Preliminary laboratory characterization of serpentinite rocks from Calabria (southern Italy) employed as stone material
DOI:
https://doi.org/10.3304/JMES.2018.017Keywords:
Serpentinite, physical-mechanical properties, petrophysics, historical quarries, Natural Occurring Asbestos, Calabria (Italy)Abstract
Serpentinite rocks are employed and traded as building and ornamental stones as well as for decorative jewels worldwide. In Calabria (southern Italy), extensive ophiolite outcrops made of serpentinite and metabasite rocks allowed serpentinite exploitation and marketing since prehistorical times. For this reason, we chose some serpentinite –key outcrops, such as those ones located at quarries and road cut in the area of Sila Piccola (northern Calabria) to collect representative samples for specific laboratory analyses.

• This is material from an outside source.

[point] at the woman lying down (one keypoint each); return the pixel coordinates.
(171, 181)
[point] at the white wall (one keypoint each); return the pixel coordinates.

The petrographic features of the serpentinite rock samples have been then investigated in detail by means of Polarized Light Microscopy (PLM), X-ray powder diffractometry (XRPD), Scanning Electron Microscopy combined with Energy-Dispersive Spectrometry (SEM/EDS). Moreover, some tests have been carried out on serpentinite specimens in order to establish their physical-mechanic properties such as the Uniaxial Compressive Strength (UCS), porosity and seismic behavior, before and after cycles of salt crystallization tests. This work aims to study serpentinites from Gimigliano and Conflenti quarry Calabria region (Italy) with an attempt to shed light on the variation of main physical-mechanical and petrophysical properties that occur after these rocks undergo ageing tests, in order to predict their behavior in monuments. Results showed that microfractures play a key-role in affecting the whole behavior of these rock, since the combined action of filling by salt and expansion implicate weaker behavior under the physical-mechanical point of view.